Organizing information

Publishing things (as notes, code, blog posts, videos, ...) is very powerful, because what has been done at a given point in time is not lost. We can reuse previous work and build upon it.

Human memory has a short span and is quite inaccurate (we tend to forget). I often refer to documents I wrote in the past (sometimes even years earlier). It avoids me to search for the same information I already searched for, and allows me to build upon what I did previously (a kind of capitalization on thoughts).

Organizing documents

Writing things down is a starting point. But a huge amount of data is useless if we can't find the relevant information. Being able to search is nice (as Google is promoting with its unsorted massive Gmail inbox and the ability to search into it), but search results are rarely exhaustive. If I get a document for some research, I have no way to know if I found all the relevant documents or not (for instance, they may contain variants of the keywords I searched for).

There is a limited amount of information that matters to me (at least that I can process), as well as things I can write during my whole life (because it takes time). So the volume of text that I can produce is rather low and should be manageable. I should be able to organize my content (in folders, with clear names, easy to find, ...).

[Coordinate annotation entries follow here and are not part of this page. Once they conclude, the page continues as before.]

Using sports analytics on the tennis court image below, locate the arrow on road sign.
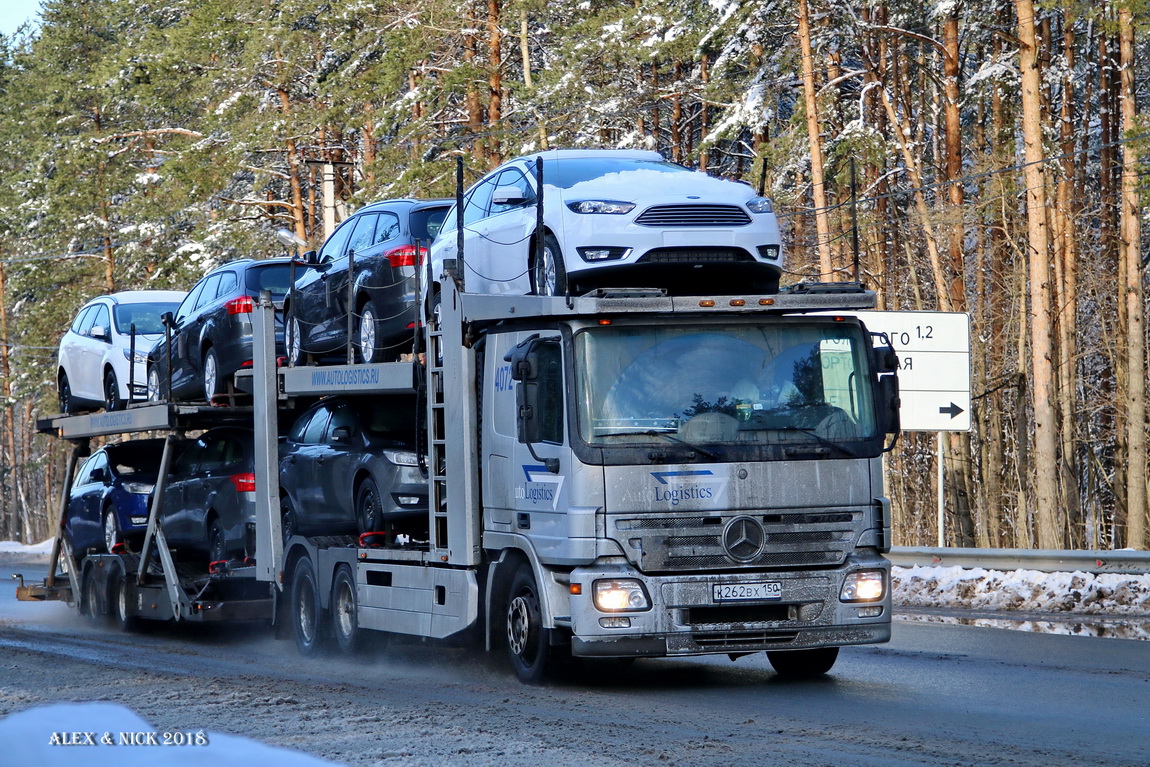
[938,402,964,419]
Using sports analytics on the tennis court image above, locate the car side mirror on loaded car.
[491,186,535,207]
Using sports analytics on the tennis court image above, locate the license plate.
[711,581,783,601]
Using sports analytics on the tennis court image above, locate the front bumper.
[570,555,891,658]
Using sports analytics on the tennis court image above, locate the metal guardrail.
[887,546,1150,575]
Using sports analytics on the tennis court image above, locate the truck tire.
[767,647,838,680]
[331,565,363,654]
[108,567,140,634]
[504,562,557,684]
[79,567,107,626]
[288,557,327,658]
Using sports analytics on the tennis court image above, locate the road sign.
[856,312,971,431]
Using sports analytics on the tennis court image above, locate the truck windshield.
[575,317,881,458]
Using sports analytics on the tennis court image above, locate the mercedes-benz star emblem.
[722,516,767,562]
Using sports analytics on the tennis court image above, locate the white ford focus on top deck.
[431,149,782,294]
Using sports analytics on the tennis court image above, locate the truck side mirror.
[876,373,902,434]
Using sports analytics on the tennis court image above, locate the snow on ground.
[0,703,337,767]
[0,538,52,565]
[891,566,1150,615]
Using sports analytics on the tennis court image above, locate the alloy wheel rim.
[104,512,120,552]
[297,583,315,643]
[204,353,216,402]
[507,596,531,655]
[360,305,375,362]
[336,581,355,638]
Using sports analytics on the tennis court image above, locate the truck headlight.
[838,570,887,601]
[592,578,651,613]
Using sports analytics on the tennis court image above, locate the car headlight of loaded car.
[567,200,635,216]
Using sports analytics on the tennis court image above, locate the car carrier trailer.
[20,270,898,682]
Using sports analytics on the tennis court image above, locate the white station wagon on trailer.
[431,149,782,296]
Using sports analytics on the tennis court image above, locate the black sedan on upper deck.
[147,259,292,402]
[284,200,451,365]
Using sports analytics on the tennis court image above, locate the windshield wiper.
[765,424,859,458]
[611,429,719,461]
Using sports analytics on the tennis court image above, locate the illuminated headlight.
[383,450,420,466]
[595,578,651,613]
[838,570,887,601]
[567,200,635,216]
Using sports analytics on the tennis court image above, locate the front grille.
[635,205,751,227]
[683,603,794,626]
[614,509,864,573]
[691,631,798,650]
[636,247,754,263]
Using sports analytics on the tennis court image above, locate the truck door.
[496,332,574,558]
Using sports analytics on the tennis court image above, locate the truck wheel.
[331,565,363,654]
[79,567,106,626]
[767,647,838,680]
[505,565,554,684]
[289,557,324,658]
[108,567,140,634]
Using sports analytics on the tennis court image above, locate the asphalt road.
[0,566,1150,767]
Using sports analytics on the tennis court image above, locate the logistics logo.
[651,469,727,508]
[515,466,564,509]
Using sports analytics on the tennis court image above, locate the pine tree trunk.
[797,0,836,282]
[1014,0,1063,549]
[1118,5,1150,549]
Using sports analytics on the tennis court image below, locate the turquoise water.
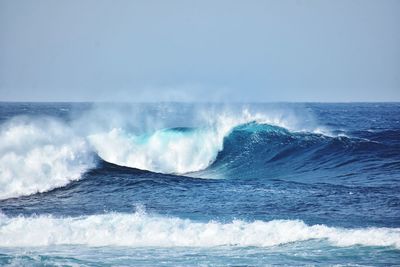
[0,103,400,266]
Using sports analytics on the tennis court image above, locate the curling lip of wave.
[88,110,328,174]
[0,212,400,249]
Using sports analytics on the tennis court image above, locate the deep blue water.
[0,103,400,266]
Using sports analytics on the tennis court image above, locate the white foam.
[0,212,400,249]
[0,118,94,199]
[89,109,316,174]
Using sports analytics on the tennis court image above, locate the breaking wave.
[0,118,95,199]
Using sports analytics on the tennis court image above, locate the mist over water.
[0,103,400,265]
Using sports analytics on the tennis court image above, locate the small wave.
[0,118,94,199]
[0,212,400,249]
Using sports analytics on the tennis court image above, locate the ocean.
[0,102,400,266]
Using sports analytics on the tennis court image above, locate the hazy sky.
[0,0,400,102]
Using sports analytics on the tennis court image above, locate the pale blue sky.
[0,0,400,102]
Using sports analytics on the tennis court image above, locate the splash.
[0,212,400,249]
[0,118,95,199]
[88,109,308,174]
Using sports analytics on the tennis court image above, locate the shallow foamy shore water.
[0,103,400,266]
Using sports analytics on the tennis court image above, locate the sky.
[0,0,400,102]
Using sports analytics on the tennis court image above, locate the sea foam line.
[0,212,400,249]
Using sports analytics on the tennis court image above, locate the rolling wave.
[0,211,400,249]
[0,111,400,199]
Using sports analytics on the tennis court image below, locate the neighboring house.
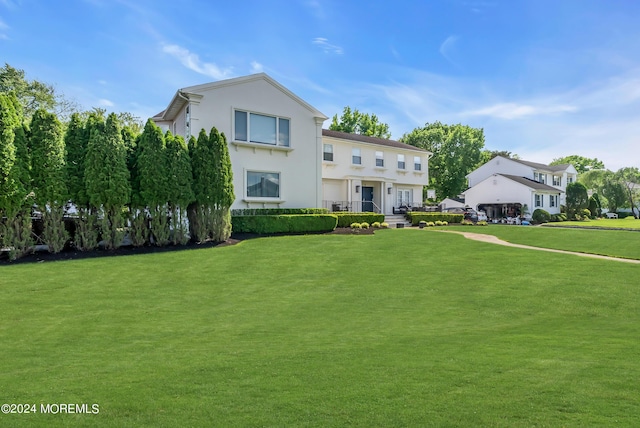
[152,73,327,209]
[464,156,578,218]
[438,198,465,211]
[322,129,432,214]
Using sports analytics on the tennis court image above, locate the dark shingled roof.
[322,129,430,153]
[497,174,564,193]
[511,159,571,172]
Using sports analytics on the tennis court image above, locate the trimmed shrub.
[531,208,551,223]
[231,214,338,235]
[407,211,464,226]
[331,212,384,227]
[231,208,336,217]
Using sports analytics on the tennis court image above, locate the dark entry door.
[362,186,373,212]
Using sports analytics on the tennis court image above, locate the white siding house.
[464,156,577,218]
[322,129,431,214]
[152,73,327,209]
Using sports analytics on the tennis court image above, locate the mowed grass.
[0,228,640,427]
[442,224,640,260]
[545,217,640,230]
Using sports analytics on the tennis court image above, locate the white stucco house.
[322,129,432,214]
[152,73,327,209]
[463,156,578,218]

This is what I recently did with my notes, and I'm impressed how much more easy to use they are now. Organizing data should be a permanent process.

Types of documents

I tend to classify documents into 2 major categories:

  • Living documents
  • Immutable documents

Living documents

Living documents are updated (more or less often) so that they keep being up to date. Some ideas (for instance about the nature of humans) don't change every day, so an article about this topic stays relevant for a long period of time. It can be "living" while being updated very rarely. On the other hand, a todo list needs to be updated more often. Source code (of a maintained software) falls into this category as well.

Immutable documents

Immutable documents are things that never change. For instance, a piece of art, a press or magazine article, a scientific publication. They serve as references. Software can also fall into this category, when it is not maintained anymore. The last version available (or former identified versions) become an immutable artifact.

Interestingly, blog posts usually fall into the immutable document category, because their authors usually don't update them. On the other hand, personal websites tend to be updated from time to time, so they fit more in the living documents category.

Documents structure

Documents need to be well structured, so that the relevant information can be found quickly. GNU Manuals, especially in the "Info format", are good examples of well structured information. Organizing documents hierarchically into sections and subsections makes it much easier to find relevant information.

That said, throwing thoughts on a paper or in a file allows writing ideas as they come to mind. They can be structured later. Attempting to structure ideas too early might lead to some ideas being discarded because they don't fit the part being written.

How to store information

I like storing information in plain files on my filesystem. They are actually easy to share among several computers (via NFS, or distributed filesystems like cephfs), easy to backup, and more generally easy to manage (delete, move, copy, ...). Also, plain files are standard; It's not possible to loose the information because the software required to read the files is obsolete and can't run on modern machines. The worst case scenario is proprietary binary blobs. Also plain files can be versioned into a version control system, like git, so that we can retrieve previous versions of the documents.